Marta’s focus (Project 1) is on experimental investigation of the fatigue life of carbon steel material under different stress cycles. Research has included corrosion fatigue testing, microscopy and 3D surface measurement and has delivered new outcomes in terms of quantitative corrosion fatigue properties of carbon steel under a variety of different types of load cycle (mean and alternating stress) in the form of SN curves. Selected research outcomes have been disseminated in a paper accepted for the 7th Fatigue Design conference, France, November 2017.

Volodymyr’s focus (Project 2) is on experimental investigation of the effect of compressive stress on the fatigue life of low carbon steel in corrosive environments. A theoretical model has been developed and implemented for computational analysis. The research to date has led to the development and implementation of plasticity material models and initial development of a new fracture mechanics approach to the problem. Selected outcomes have been disseminated in Fatigue 2017 Conference proceedings, the 2nd International Conference on Structural Integrity, September 2017, Portugal and 7th International Conference on Fatigue Design, November 2017, France.

Francesco’s (Project 3) initial investigations of fluid flow showed that a one-dimensional Computational Fluid Dynamics models offer a good balance between accuracy and time/computing requirements for WMNL pump design applications. The research has subsequently focused on flow fundamentals and implementation of a computational solver to simulate shock wave propagation in the pump system. A three cylinder model has been implemented and a model of wave propagation is in development.

Blazej’s joined the project recently and is continuing the research program based around failure examination of out-of-service and new GEHO pump valves and consideration of candidate materials and coating for future study (Project 4) as started by a previous researcher.
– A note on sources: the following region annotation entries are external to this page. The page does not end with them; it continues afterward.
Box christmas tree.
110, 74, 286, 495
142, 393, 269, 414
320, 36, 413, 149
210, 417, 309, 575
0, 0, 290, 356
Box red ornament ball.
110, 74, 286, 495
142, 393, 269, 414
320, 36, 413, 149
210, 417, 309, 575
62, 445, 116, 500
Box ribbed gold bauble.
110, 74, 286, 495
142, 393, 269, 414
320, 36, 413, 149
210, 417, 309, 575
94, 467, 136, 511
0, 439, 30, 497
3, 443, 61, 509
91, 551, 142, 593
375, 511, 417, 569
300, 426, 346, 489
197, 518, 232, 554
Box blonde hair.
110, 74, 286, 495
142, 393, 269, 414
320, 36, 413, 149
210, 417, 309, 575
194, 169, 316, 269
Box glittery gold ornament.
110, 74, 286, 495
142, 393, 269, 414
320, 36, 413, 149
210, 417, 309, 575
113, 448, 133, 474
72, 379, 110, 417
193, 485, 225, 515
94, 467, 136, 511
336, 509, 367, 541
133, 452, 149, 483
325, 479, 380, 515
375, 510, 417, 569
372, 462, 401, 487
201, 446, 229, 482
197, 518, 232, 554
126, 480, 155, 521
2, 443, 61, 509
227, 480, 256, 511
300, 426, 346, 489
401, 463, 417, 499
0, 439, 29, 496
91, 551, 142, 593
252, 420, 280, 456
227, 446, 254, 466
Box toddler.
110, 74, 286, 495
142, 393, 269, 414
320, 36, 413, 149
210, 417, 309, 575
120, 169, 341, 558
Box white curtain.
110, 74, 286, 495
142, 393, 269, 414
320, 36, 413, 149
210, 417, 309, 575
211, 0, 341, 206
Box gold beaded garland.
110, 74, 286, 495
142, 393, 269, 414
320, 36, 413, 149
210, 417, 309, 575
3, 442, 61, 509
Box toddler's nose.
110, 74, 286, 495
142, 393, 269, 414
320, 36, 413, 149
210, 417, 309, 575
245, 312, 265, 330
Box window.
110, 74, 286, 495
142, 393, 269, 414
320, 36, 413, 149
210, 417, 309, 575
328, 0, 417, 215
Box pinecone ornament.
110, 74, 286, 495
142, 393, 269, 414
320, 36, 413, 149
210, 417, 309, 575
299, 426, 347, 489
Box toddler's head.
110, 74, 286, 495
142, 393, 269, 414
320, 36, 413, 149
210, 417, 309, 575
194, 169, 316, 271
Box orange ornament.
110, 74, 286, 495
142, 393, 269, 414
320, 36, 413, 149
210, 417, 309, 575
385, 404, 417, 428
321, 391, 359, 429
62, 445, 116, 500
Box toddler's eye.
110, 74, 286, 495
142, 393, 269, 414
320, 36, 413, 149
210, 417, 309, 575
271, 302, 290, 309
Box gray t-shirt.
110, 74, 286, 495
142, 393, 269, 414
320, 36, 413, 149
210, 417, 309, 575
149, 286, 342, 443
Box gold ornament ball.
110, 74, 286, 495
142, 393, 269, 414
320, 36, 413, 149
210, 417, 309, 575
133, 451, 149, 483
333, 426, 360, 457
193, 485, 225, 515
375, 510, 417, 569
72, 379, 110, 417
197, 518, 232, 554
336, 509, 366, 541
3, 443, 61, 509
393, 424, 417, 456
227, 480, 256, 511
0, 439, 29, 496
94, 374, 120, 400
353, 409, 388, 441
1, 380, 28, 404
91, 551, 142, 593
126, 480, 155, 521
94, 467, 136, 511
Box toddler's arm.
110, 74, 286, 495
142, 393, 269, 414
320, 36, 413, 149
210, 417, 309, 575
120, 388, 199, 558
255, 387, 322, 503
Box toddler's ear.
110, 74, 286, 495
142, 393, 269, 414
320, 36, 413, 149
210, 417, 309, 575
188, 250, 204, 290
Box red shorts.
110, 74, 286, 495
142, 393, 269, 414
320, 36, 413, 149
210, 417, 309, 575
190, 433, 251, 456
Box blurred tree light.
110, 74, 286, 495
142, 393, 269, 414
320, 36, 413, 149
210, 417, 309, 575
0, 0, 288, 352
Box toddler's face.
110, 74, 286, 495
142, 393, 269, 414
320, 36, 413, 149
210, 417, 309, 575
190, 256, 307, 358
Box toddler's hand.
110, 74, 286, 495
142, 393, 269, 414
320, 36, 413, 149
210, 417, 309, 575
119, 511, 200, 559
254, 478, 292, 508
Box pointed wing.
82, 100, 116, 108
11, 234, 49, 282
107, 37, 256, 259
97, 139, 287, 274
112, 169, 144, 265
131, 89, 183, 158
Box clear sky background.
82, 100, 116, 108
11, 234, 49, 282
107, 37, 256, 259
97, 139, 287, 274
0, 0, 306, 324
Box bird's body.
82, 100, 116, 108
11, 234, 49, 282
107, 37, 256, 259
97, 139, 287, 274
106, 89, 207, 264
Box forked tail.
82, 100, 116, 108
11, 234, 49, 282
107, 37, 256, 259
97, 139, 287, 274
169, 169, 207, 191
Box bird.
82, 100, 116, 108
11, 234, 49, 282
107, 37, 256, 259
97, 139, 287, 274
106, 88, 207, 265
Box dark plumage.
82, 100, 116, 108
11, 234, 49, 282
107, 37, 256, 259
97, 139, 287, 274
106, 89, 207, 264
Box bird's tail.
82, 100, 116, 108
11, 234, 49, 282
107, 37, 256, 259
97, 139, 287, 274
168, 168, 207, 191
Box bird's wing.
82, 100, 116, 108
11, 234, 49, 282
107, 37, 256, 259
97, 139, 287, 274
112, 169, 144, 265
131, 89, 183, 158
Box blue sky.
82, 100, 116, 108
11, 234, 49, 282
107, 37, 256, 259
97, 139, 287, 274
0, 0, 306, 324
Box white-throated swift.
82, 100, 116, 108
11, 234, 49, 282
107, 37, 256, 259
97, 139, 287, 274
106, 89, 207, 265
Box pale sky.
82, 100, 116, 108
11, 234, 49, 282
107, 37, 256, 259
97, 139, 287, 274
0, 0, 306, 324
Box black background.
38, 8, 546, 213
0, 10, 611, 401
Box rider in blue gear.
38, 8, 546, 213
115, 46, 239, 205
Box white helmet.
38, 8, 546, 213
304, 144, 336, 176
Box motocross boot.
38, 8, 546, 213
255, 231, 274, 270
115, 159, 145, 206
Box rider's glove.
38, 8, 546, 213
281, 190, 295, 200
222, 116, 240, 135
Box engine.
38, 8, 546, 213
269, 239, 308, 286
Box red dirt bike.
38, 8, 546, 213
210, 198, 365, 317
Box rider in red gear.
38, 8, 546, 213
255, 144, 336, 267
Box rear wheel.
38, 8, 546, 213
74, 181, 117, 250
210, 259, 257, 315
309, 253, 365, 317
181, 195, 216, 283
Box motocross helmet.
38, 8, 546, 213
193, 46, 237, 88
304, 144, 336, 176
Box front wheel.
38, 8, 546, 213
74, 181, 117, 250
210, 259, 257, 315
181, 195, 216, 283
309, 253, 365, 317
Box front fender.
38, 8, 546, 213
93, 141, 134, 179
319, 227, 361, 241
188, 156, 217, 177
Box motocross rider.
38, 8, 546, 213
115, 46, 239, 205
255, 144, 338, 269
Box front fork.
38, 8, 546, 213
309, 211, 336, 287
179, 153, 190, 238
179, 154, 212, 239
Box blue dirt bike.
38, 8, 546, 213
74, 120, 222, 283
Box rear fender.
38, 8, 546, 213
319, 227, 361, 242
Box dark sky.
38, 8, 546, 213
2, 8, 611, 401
Evripidis’ focus (Project 5) is on experimental investigation of systems providing protection from corrosion, design of an environmental test system and a programme of corrosion fatigue tests. Initial erosion and corrosion tests were conducted. A corrosion-fatigue test system incorporating cathodic protection was designed and tests performed for two stress levels at different salinity environments. Testing demonstrated that cathodic protection is significantly affected by flow conditions and can have a significant impact on corrosion fatigue life.

Progress beyond the state of the art and expected potential impact (including the socio-economic impact and the wider societal implications of the project so far)

Marta’s new material data for corrosion fatigue properties of carbon steel under a variety of load forms have been presented in the form of fatigue stress-life curves commonly used in engineering design and the identification of significant features of the corrosion-fatigue mechanism.

Volodymyr has obtained and disseminated new cyclic stress-strain curves for low carbon steel. A new form of plasticity material model has been proposed and a rate-independent version experimentally verified. These research outcomes will have significant cyclic plasticity applications outside the present field of application. A new numerical/experimental extension of the fracture and fatigue theory of critical distances to corrosion fatigue has been proposed.

Francesco’s and Blazej’s projects are at a relatively early stage and have not yet progressed beyond the state of the art and benchmarking experiments but have significant potential.

Evripidis’ new experimental evidence of the beneficial effect of cathodic protection in mitigation of corrosion fatigue failure has been demonstrated and quantified for specific corrosion fatigue environments.
Combined these projects are changing the design environment for the WMNL Pump Engineers, delivering better understanding of the pump operation and failure criteria, delivering better analytical tools for design and ultimately leading to commercial advantage for WMNL and the pump user.